To set this right click the folder or file.
1. Click on the security tab.
2a. Click Advanced.
2b. Click the Owner tab.
2c. Click Edit.
2d. Select your Admin group or your user in the Change Owner to: list.
2e. Click the replace owner on subcontainers and objects tick box.
2f. Click Okay.
You should now be the owner of those files or folders.
Return to the permissions tab in the advanced security settings.

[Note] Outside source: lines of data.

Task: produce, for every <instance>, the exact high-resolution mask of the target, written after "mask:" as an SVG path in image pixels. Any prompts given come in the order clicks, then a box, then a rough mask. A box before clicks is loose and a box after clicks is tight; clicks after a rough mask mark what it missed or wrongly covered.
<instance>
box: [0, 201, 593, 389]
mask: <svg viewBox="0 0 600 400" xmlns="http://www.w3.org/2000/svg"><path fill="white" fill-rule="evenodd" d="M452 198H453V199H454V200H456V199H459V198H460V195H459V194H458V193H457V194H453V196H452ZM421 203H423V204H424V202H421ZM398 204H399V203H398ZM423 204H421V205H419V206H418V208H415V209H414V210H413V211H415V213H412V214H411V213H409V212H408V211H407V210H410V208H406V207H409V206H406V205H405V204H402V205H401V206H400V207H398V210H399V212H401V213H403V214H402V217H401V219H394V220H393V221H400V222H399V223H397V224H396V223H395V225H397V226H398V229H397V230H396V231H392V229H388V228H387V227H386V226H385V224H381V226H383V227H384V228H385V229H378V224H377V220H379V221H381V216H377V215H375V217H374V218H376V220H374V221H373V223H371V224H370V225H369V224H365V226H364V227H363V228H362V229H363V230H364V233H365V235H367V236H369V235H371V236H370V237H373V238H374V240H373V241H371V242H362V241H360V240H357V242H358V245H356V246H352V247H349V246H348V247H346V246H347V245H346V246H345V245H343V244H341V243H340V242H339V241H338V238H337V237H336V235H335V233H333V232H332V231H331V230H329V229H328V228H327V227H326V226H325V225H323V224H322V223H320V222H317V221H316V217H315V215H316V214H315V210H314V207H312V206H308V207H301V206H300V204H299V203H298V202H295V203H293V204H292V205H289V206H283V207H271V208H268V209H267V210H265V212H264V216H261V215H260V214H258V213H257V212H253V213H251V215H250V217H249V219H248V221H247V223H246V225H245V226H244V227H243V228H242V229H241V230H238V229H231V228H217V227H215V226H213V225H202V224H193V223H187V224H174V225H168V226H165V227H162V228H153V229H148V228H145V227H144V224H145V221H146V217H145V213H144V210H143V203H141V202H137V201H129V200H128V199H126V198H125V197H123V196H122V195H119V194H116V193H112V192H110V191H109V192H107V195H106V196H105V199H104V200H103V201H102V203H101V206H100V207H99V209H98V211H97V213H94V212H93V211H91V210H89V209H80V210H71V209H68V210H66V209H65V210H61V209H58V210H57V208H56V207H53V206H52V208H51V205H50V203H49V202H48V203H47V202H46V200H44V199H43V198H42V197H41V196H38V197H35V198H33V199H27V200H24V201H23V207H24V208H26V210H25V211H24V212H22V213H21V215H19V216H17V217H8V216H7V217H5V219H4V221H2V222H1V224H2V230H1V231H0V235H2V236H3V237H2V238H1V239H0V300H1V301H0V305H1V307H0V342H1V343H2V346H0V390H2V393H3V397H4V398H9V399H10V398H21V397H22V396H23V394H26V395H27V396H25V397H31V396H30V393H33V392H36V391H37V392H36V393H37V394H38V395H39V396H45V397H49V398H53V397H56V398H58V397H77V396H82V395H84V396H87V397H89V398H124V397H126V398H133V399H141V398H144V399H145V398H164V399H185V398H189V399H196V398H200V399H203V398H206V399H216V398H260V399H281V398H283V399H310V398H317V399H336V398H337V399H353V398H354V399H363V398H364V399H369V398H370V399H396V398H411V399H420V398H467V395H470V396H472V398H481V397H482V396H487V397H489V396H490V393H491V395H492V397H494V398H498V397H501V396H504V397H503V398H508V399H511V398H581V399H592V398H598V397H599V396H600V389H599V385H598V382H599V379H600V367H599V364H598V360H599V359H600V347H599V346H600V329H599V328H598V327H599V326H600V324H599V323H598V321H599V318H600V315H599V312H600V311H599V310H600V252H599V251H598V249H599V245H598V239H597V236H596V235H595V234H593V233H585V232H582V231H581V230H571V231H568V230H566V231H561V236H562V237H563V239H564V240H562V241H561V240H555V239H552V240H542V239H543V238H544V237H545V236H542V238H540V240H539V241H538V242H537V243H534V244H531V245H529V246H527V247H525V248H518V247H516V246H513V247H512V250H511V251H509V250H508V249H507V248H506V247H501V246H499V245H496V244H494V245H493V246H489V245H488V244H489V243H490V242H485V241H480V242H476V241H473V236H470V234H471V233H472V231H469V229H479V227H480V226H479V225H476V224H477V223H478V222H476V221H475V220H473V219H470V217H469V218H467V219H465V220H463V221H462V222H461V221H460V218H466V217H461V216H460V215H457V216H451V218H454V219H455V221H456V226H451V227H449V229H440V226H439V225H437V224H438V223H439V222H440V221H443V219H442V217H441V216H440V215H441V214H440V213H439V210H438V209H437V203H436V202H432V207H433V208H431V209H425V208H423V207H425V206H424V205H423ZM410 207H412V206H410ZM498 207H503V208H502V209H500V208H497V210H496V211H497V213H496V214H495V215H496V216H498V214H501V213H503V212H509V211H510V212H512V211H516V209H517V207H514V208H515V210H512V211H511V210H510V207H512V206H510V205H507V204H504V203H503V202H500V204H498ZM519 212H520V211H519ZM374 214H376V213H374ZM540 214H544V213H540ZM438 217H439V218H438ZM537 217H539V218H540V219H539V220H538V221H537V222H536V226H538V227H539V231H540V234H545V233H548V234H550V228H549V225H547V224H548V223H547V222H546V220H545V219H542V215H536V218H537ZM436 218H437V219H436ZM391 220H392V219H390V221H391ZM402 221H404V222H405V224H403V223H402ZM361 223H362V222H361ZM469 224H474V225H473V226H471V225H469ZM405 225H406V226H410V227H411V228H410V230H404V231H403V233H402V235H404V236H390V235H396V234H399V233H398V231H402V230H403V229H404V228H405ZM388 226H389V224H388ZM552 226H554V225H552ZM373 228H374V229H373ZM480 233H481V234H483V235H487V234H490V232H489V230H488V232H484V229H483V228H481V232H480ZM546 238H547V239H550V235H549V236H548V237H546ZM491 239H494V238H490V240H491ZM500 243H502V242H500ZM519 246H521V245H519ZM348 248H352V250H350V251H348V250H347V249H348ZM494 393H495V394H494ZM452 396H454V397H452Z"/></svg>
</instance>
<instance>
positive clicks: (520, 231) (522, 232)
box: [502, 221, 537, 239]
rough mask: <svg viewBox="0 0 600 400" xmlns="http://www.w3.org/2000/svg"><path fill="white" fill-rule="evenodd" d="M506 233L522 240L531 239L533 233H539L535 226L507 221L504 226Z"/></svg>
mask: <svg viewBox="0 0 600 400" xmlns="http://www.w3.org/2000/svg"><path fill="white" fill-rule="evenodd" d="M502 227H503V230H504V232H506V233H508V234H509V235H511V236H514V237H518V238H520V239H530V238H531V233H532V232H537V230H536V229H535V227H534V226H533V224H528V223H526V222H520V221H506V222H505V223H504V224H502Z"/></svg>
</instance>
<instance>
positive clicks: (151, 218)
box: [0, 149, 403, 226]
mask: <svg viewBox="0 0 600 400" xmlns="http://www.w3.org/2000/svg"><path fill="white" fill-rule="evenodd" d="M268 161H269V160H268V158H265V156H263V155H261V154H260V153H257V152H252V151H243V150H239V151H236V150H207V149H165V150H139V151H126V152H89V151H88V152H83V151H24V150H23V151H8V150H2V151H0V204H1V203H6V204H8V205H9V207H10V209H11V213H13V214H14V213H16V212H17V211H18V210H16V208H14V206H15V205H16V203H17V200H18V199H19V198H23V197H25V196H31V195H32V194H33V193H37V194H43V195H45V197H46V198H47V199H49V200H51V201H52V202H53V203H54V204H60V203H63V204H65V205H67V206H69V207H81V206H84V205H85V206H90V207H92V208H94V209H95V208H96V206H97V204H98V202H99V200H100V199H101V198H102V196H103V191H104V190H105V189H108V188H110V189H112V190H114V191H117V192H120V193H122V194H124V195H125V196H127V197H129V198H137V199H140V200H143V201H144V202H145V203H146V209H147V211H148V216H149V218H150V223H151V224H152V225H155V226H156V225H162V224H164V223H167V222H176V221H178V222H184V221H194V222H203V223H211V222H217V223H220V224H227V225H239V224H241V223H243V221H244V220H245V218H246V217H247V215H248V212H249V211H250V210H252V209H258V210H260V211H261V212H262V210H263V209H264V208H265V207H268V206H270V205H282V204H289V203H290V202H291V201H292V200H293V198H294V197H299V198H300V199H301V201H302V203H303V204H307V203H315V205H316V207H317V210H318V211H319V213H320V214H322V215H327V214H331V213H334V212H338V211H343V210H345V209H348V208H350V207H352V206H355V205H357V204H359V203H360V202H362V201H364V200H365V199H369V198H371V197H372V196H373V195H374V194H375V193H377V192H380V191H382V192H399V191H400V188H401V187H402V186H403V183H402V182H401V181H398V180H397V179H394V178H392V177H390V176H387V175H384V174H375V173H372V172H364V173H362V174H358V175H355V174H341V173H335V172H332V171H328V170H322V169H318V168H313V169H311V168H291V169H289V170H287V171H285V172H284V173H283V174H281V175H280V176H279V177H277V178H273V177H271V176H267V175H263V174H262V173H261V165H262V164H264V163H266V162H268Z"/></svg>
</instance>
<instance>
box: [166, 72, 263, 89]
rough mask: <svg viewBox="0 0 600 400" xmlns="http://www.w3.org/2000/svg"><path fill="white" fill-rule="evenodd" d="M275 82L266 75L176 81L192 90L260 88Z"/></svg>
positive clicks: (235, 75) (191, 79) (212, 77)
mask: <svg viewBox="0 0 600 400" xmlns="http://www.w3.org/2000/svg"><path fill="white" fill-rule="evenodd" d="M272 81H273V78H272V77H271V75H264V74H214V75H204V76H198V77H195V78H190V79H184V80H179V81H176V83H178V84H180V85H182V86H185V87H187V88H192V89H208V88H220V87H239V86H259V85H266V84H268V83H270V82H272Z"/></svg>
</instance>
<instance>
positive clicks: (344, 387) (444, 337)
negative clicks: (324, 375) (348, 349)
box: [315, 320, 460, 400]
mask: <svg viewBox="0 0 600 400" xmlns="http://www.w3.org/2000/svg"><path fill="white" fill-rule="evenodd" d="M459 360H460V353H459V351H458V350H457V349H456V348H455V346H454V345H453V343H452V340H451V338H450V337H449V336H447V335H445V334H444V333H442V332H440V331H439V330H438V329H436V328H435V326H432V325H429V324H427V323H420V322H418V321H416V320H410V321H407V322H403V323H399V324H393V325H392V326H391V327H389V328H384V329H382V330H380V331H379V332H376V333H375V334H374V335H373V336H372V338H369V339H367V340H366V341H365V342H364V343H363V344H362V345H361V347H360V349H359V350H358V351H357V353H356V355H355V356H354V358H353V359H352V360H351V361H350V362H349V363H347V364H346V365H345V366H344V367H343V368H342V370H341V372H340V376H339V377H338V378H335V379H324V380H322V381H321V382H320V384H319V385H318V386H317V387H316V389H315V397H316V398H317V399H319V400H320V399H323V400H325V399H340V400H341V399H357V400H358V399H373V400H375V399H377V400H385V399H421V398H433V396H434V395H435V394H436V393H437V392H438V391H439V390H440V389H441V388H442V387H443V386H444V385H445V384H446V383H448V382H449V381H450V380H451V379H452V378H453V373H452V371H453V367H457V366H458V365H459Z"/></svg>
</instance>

3. Click Change Permissions.
4. Click Add.
5. Start typing your username or administrators to add your user or the administrators group.
6. Click check name.
7. The name should become underlined with your computer name placed before the name or group.
8. Click Okay.
9. Tick the top box that allows Full Control.
10. Click Okay.
11. Tick the box that says replace all child object permissions with inheritable permissions from this object.
12. You will get a notice that you will remove explicitly defined permissions on all descendants of the object. Click Yes.
13. You should now see your new permissions in the list.
14. Click Okay.
15. Click Okay again.

Now retry the options that you were having trouble with.
I would follow Kimmyel and turn off the account control. The other thing is that in Windows 7 you can be an Administrator without being the "Administrator". If you want to see what things do when you are logged in as the Administrator and not just a user in the Adminstrator group, click the start button and then right click on Computer, click Manage. Open Local Users and Groups and open Users. Right click Administrator and Set Password, Give the Administrator a password and then "Enable" the Account. You can then log in as Administrator and look at the actual rights that you have on your Adminstrator equivilent account. In windows 7 not all administrators are created equal...
coachjimAuthor Commented:
I decided not to award the points equally but reward those who came first more highly.